I would like to use a rule engine for my game. It will be used for NPC AI, and GM AI.

What might be a good and fast Rule Engine for this purpose ? It must be Java and Open Source.

I would like to hear from people who have used Java Rule Engines for Artificial Intelligence about their experience.


There are two choices that I've seen: Jess and Drools. Jess, frankly, has issues. It's not open source, nor is it free. It has a Lisp-like syntax, which is either a plus or a minus, depending on your point of view.

Drools, on the other hand, is both free, open-source, and under the JBoss umbrella, so it's likely to stay around for a while. The rules are invoked using straight Java, but are written using a DSL that is pretty intuitive to the non-programmer.

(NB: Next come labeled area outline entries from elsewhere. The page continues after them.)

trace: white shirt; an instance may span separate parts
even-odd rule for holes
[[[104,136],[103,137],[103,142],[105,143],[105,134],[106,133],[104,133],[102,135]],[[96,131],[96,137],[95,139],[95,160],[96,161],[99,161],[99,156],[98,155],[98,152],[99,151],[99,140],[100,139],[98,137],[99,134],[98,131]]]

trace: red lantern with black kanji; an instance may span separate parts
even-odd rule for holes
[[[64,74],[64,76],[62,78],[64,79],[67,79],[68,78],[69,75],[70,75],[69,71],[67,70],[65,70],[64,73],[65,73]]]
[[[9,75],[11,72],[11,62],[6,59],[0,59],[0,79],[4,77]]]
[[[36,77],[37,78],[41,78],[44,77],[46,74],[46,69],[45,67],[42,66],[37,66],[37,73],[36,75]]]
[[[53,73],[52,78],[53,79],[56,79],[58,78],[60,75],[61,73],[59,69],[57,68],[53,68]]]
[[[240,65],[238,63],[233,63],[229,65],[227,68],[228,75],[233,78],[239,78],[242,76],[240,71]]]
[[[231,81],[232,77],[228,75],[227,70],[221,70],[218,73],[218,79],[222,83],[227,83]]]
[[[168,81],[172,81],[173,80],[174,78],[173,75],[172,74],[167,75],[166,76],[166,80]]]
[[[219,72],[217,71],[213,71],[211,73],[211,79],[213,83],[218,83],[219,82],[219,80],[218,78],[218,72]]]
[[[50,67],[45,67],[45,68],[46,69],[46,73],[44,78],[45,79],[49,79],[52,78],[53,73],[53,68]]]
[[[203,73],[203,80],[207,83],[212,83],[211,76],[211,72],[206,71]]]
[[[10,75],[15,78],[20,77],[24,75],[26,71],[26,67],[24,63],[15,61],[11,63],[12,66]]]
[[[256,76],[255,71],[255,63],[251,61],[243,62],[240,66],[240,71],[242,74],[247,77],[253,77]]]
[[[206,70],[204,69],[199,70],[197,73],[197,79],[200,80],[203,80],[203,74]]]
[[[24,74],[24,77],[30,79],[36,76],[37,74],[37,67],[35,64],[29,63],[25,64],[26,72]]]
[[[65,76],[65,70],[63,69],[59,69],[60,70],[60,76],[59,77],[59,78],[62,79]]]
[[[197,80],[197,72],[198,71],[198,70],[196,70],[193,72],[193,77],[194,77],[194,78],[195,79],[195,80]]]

The only "gotcha" I've seen with Drools is that compiling the rules can be slow, so you'll want to run your compilation at startup or in a static block, sometime when the user won't mind waiting around a bit.

Good luck!

  • Would you please specify what kind of issues Jess has?
    – user2770375
    Jun 15 '15 at 19:32
  • @hragheb I specified the issues in the first paragraph. 1) It's not open source, 2) it's not free, 3) it has a lisp-like syntax (which is a minus for me, though it might not be for others). None of these are necessarily show-stoppers, except that each, I feel, put the product at a competitive disadvantage to Drools.
    – rtperson
    Jun 15 '15 at 23:52

Try Drools.


We will try and address compilation perf later this year. It's just not something we've focused on or profiled yet, instead focusing on runtime performance.

I'd be very interested to hear about your progress. I'm thinking of doing a Drools PacMan game to start to explore about how best to use rule engines for games. As Games are often about events and checking relations between objects it seems that a properly tune rule engine could provide some benefits. The later part, the "tuning", will become important as in many cases the engine could be far more efficient in it's partial matches if it knows about the problem space up front. Ideally with games this is often the case, so we can provide hints to the engine to tailor it in places to those use cases.

We have some current research going on for adding probability, that should also be interesting for games.